This week I’ve been walking along the Ruston Way waterfront and observing how the high tide changes the landscape. A combination of rain and high tides had led to flooding in low lying areas around the Puget Sound. The waterfront parks and beaches have become much narrower or covered in water.
Below are photos I took showing the high tide water covering industrial ruins and pilings that are normally visible.
Lumber mills were purposefully built near the water so that logs and timber could be transported via water to and from the mills. Dickman Mill Park features the ruins of a lumber mill. The high tides have covered or filled many of the remaining structures.
The outline of the Dickman Mill wigwam base has been nearly covered.
The foundation of the boiler has been full of water. I’ve never seen it like this. I watched a pair of ducks swim in and out of this area guided by a channel created by a floating tree trunk.
The pilings at Dickman Mill park have been almost completely covered—quite a contrast to when they are almost fully visible at low tide, creating door like vistas for viewing the Sound.

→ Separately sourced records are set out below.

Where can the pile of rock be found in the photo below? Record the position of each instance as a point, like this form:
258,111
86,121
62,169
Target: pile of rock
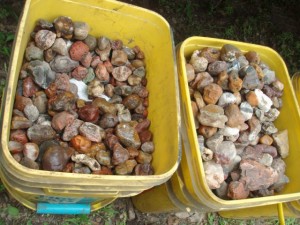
235,100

Further along Ruston Way, walking on the Les Davis Pier has felt like floating on the water because the water level has been so close to the pier walkway. For a moment, I was reminded of the engineering at the Itsukushima Shinto Shrine in Miyajima, Japan, where the walkways were deigned to rise and descend with the changing tides.
The pilings along the dock near the Lobster Shop have also nearly been submerged by high tide.

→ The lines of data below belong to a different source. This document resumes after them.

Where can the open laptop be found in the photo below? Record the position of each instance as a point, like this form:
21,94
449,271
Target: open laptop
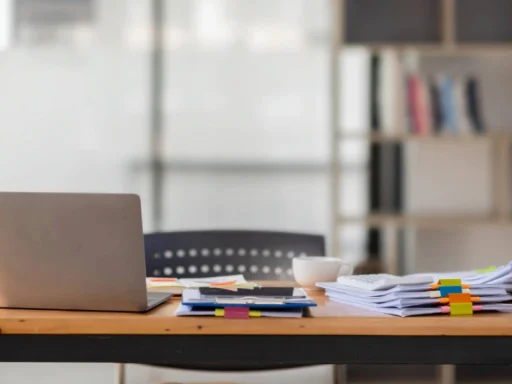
73,251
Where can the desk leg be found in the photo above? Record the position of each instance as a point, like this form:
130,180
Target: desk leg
447,374
121,373
340,374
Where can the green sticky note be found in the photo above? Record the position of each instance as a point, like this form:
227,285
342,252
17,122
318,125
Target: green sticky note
458,309
492,268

The tides have lifted and pushed the stump that Holly often photographs. Water laps at its base.
As I walked and observed the high tide this week, I thought about how global climate change leads to increasing sea levels and coastal flooding. Many cities throughout the world are built along coastlines. In the U.S., the Florida coast is already experiencing flooding as high tides rise about an inch a year. In addition, the porous limestone in Florida makes finding solutions to re-route rising water challenging because water that comes up through the ground cannot be stopped by perimeter barriers (Kolbert, 2016).
Walking this week has supported me to consider how a dynamic interaction of high and low tides, rain storms, and climate change impact landscapes. The shores of waterfront parks change with the tides, from creating a new water-land boundary to adding and displacing driftwood, and are a reminder of how natural forces daily shape and alter the landscape.
Kolbert, E. (December 21 & 28, 2016). The siege of Miami. The New Yorker.